A few weeks ago I wrote about foraging for fruit of the Amelanchier–native to North America and better known as serviceberries or juneberries–in the current issue of Edible Manhattan. Those fantastic fruits are now ripe, juicy and sweet in Battery Park, in the Hudson River Park, Tear Drop Park, Central Park, Inwood, on the newly opened part of the Highline. (And in Brooklyn, in front of brownstones in Brooklyn Heights, in Dumbo on the water between the bridges, and at Pier One in the Brooklyn Bridge Park.)
As the berries turn from bright red to near-black, you have another week to grab them before they drop. When perfectly ripe, they are as sweet as apples and as juicy as blueberries. I eat them raw as I pick, and turn them into pie–you can find the recipe at 66 Square Feet (the Food), the recipe companion to my blog on foraging and rooftop gardening–when I get home. The cooked berries yield a lot of deep-purple syrup, something to bottle and mix with seltzer and lime on the long hot days ahead, or to drizzle over vanilla ice cream.

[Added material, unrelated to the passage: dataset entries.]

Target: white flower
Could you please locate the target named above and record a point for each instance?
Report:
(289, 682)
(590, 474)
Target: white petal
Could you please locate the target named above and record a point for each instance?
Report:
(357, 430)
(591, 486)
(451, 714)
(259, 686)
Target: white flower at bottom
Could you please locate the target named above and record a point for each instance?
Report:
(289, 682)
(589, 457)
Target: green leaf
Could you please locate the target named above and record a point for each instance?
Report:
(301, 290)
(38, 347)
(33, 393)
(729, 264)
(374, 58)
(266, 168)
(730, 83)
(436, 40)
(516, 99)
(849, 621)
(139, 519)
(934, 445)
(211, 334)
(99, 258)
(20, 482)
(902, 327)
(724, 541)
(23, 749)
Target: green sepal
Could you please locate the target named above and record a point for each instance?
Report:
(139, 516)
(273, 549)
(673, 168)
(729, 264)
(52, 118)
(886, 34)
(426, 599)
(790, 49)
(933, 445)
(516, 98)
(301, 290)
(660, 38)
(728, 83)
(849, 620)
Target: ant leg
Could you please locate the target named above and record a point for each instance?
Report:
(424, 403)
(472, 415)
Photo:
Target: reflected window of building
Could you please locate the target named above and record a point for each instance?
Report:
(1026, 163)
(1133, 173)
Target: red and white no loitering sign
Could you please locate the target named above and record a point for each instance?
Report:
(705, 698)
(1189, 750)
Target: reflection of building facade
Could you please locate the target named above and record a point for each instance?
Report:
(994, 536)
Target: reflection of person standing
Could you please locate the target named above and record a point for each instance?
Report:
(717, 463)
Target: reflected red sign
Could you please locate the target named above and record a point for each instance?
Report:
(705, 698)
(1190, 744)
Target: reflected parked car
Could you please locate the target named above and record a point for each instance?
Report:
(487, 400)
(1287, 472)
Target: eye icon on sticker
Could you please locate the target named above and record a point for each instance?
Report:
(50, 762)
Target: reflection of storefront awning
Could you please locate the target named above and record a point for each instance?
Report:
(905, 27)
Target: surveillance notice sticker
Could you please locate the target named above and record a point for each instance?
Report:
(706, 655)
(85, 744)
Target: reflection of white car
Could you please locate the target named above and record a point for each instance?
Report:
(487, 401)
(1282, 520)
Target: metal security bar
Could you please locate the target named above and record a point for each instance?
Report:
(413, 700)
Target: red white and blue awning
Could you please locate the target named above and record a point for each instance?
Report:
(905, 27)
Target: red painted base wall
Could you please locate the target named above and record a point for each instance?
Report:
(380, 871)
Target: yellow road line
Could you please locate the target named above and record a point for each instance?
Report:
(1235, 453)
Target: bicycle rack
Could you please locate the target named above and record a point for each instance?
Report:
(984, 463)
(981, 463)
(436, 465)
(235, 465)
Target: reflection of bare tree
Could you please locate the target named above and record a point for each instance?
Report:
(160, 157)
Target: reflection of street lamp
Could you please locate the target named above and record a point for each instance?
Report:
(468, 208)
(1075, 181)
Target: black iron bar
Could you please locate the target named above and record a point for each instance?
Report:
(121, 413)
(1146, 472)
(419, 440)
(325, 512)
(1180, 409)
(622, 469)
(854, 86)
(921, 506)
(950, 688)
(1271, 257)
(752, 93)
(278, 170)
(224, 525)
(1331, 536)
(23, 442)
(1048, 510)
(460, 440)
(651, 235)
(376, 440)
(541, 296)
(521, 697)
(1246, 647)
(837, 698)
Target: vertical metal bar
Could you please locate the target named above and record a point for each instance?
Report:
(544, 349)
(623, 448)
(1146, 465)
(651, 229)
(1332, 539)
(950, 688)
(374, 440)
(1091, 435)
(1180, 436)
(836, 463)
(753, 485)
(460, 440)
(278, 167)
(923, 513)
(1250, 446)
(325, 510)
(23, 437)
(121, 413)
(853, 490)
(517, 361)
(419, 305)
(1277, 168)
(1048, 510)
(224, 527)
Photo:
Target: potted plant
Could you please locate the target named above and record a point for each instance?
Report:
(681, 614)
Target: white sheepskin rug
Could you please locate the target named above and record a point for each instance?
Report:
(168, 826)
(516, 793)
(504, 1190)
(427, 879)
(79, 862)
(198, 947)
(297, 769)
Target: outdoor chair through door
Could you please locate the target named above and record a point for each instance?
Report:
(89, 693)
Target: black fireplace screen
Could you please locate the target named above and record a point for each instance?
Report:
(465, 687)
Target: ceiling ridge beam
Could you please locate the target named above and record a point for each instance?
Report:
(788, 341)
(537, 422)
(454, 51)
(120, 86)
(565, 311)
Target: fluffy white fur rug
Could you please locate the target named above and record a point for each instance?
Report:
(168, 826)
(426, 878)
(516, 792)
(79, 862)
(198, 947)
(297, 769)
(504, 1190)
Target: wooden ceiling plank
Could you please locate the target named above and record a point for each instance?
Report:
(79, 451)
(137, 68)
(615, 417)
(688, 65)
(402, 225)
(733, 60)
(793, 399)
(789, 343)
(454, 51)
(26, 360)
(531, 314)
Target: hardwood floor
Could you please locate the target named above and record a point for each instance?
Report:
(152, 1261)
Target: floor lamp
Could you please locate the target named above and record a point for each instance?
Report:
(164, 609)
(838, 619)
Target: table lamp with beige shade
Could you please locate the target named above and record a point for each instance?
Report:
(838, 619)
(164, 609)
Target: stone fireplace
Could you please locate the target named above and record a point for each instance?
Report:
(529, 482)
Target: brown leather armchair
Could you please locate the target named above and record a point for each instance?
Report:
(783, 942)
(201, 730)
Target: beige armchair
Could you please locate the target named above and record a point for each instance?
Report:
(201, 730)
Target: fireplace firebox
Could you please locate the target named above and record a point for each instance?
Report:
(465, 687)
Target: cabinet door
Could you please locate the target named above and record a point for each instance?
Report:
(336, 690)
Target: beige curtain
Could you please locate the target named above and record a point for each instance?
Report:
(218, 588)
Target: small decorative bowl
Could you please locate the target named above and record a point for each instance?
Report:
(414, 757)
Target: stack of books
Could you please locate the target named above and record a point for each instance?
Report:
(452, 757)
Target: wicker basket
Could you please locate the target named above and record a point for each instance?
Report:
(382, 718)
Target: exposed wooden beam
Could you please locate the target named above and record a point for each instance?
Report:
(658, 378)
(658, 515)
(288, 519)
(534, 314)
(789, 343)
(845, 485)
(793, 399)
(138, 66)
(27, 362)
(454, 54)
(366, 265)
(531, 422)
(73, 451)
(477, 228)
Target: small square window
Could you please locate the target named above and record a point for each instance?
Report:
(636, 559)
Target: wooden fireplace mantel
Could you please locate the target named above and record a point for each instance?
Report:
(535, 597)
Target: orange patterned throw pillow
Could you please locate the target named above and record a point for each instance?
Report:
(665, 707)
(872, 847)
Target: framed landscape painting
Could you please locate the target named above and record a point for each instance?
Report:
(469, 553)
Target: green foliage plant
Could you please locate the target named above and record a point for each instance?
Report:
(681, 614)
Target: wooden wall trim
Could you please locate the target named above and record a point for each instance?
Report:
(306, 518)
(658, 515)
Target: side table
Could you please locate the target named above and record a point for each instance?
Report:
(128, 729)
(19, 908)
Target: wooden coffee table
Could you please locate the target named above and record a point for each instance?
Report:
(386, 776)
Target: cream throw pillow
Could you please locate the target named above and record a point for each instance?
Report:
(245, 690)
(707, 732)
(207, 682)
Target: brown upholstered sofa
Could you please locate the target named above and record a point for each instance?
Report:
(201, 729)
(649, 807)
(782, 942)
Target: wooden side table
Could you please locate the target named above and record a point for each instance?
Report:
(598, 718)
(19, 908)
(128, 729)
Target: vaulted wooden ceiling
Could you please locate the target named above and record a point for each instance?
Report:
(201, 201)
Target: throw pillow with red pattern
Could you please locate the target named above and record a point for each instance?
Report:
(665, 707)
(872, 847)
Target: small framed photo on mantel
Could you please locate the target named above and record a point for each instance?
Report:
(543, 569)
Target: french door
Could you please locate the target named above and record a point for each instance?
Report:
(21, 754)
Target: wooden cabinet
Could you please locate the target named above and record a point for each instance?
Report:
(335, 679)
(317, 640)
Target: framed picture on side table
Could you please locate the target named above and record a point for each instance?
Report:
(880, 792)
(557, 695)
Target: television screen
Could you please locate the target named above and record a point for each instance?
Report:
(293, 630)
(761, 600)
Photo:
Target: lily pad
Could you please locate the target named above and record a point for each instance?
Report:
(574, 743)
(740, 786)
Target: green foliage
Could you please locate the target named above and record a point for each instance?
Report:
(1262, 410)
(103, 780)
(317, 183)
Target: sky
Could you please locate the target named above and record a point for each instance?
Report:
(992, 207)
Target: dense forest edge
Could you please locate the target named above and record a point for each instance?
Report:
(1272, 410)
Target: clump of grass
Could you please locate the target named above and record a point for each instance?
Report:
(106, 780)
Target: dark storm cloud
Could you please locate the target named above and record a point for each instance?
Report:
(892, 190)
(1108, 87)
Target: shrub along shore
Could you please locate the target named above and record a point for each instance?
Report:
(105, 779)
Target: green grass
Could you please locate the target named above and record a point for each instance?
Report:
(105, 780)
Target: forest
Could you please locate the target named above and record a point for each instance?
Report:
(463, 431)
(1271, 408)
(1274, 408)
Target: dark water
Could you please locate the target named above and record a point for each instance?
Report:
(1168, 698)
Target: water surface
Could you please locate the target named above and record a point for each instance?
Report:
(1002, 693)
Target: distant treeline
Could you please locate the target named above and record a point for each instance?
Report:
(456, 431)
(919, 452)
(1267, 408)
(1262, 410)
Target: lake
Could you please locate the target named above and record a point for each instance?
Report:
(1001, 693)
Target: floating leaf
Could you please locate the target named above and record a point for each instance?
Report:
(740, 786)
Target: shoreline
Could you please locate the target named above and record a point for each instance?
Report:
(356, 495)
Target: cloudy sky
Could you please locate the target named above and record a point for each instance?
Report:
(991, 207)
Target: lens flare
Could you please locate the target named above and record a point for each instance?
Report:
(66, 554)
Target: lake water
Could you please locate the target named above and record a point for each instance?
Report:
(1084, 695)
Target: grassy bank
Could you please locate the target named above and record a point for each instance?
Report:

At my house several quarts of the berries are now soaking in gin which is slowly turning pink, while another lot is contemplating the Calvados bath that surrounds them. I think bourbon may be a good match, too, for a thoroughly American blend. In a few months, if I can hold out that long, I shall decant them and taste the whisper of marzipan in the liquor, which is released by the tiny seeds inside each berry.